All shiny and new

12 February 2009

UPDATE 2.0: You really did see the update below, right? You’re getting Charlie all worried with your enthusiasm for Rubinius.

UPDATE: Ahem, you should probably also read: This is NOT cold fusion. No, it’s not April 1st. Sorry about that. Are you still excited? Read on!

It’s a pattern I’m fairly familiar with now. Evan will be pondering an issue with Rubinius. I’ll catch wind of it when he starts asking some questions of smart people, reading academic CS papers, other implementation’s code, and tossing out some “what if…” questions. Next thing you know, he’s frenetically churning out code. Suddenly, Rubinius is much better, and in this case, faster.
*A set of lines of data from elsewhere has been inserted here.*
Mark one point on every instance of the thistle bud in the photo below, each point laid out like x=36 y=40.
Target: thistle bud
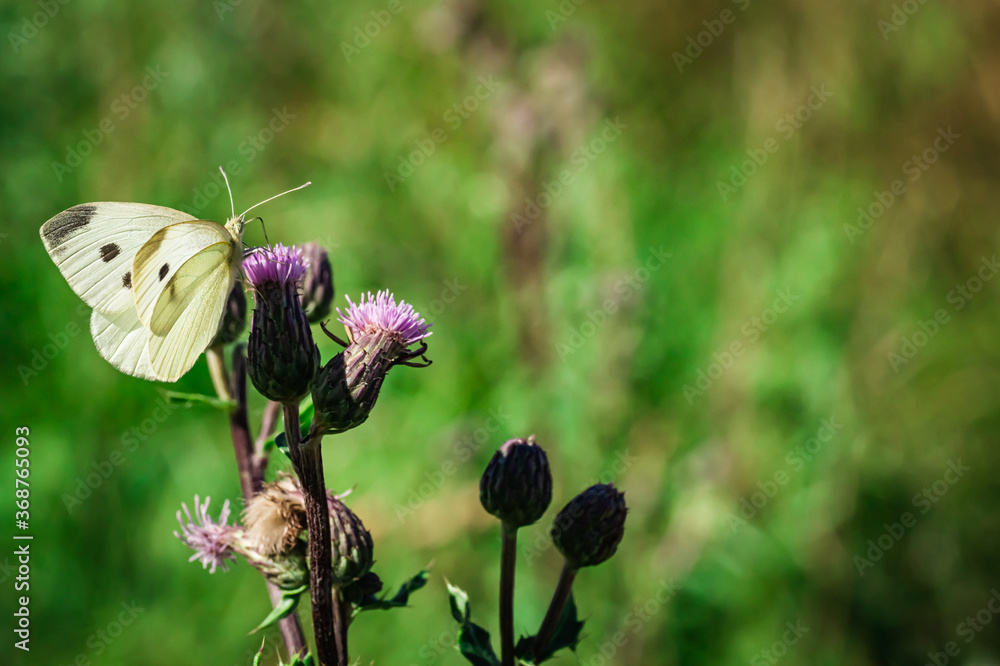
x=281 y=356
x=588 y=529
x=380 y=334
x=234 y=318
x=317 y=283
x=353 y=550
x=517 y=484
x=341 y=403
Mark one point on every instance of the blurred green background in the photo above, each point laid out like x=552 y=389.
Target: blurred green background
x=636 y=229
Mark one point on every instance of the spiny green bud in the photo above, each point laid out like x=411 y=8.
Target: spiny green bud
x=353 y=550
x=317 y=283
x=517 y=484
x=344 y=395
x=588 y=529
x=281 y=356
x=234 y=318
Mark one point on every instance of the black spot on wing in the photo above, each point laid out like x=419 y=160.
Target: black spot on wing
x=67 y=223
x=109 y=252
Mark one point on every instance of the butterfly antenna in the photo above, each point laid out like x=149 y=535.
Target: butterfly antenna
x=263 y=228
x=275 y=197
x=232 y=206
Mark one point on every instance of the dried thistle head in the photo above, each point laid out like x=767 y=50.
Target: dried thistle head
x=276 y=516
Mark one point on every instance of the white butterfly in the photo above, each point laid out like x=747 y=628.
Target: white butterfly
x=157 y=279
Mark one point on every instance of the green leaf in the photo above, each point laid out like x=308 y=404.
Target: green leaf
x=400 y=599
x=474 y=644
x=289 y=600
x=567 y=634
x=279 y=440
x=176 y=398
x=473 y=640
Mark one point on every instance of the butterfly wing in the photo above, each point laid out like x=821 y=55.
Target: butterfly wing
x=183 y=276
x=122 y=339
x=93 y=245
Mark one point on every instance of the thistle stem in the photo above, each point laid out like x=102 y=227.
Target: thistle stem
x=508 y=555
x=267 y=424
x=251 y=477
x=559 y=599
x=307 y=457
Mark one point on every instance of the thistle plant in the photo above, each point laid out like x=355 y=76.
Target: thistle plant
x=301 y=537
x=297 y=534
x=516 y=488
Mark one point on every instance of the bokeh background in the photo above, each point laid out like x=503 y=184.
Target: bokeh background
x=636 y=229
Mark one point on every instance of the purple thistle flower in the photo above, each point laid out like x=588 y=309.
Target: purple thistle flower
x=381 y=314
x=210 y=540
x=380 y=333
x=278 y=264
Well, it’s happened again and the preliminary results are outstanding_. A couple weeks ago, Evan began coding some changes to the way the Rubinius bytecode interperter works. He changed the stackless execution architecture that implemented an optimized kind of spaghetti stackstack to use the C stack more directly and naturally. This better enables the CPU optimizations of the past dozen years to work. It also significantly simplifies the code for our FFI, C-API for C extensions, JIT, and for potentially leveraging LLVM much more effectively. This change also brings native threads, and a much better GC for the mature generation is also in the works.

Now, for some details. Again, these results are preliminary. There is still a lot of breakage on the stackfull branch but MSpec is already running and many of the CI specs run. I’ll be getting a new CI set in place today and we’ll get the remaining breakage fixed quickly (don’t ya just love those specs).

Here’s some numbers for compiling and running the String specs.

First, on the Rubinius master branch:

    Finished in 25.829773 seconds

    69 files, 763 examples, 5632 expectations, 0 failures, 0 errors

Now, on the Rubinius stackfull branch:

    Finished in 5.834874 seconds

    69 files, 754 examples, 5563 expectations, 6 failures, 19 errors

Here’s the numbers for running after the specs have been compiled.

Again, on the master branch:

    Finished in 5.101799 seconds

    69 files, 763 examples, 5632 expectations, 0 failures, 0 errors

And now the stackfull branch:

    Finished in 1.564942 seconds

    69 files, 754 examples, 5563 expectations, 6 failures, 19 errors

I’ll let that sink in a bit…

The numbers for Hash with compilation are similar.

Master:

    Finished in 5.379050 seconds

    48 files, 195 examples, 425 expectations, 0 failures, 0 errors

Stackfull:

    Finished in 1.295544 seconds

    48 files, 193 examples, 421 expectations, 0 failures, 0 errors

That’s right, between 4.1 and 4.4 approaching 2 times faster (see the UPDATE above). And we are just getting started. The significant GC changes are not in yet. We are not yet doing any significant optimizations in the compiler, no profile-directed optimizations at runtime, and our nascent JIT is not hooked up by default. As I said at the outset, these optimizations are made easier by this architecture change.

While I’m breaking the news, Evan deserves the credit for the architecture decisions and generally being courageous enough to try and learn (some would say fail) and try again. Some have doubted that the lofty goals Rubinius has set are realistic. Doubters have a seat.

If you want to try this at home, clone the Rubinius Github repository and do the following:

    $ git branch --track stackfull origin/stackfull
    $ rake build
    $ bin/mspec ci core/string

Thanks to Engine Yard for trusting in Evan’s excellent judgment and system architecture talents and in all our hard work even if it doesn’t look immediately relevant. The path is clear. The goods are in the truck and they will be delivered.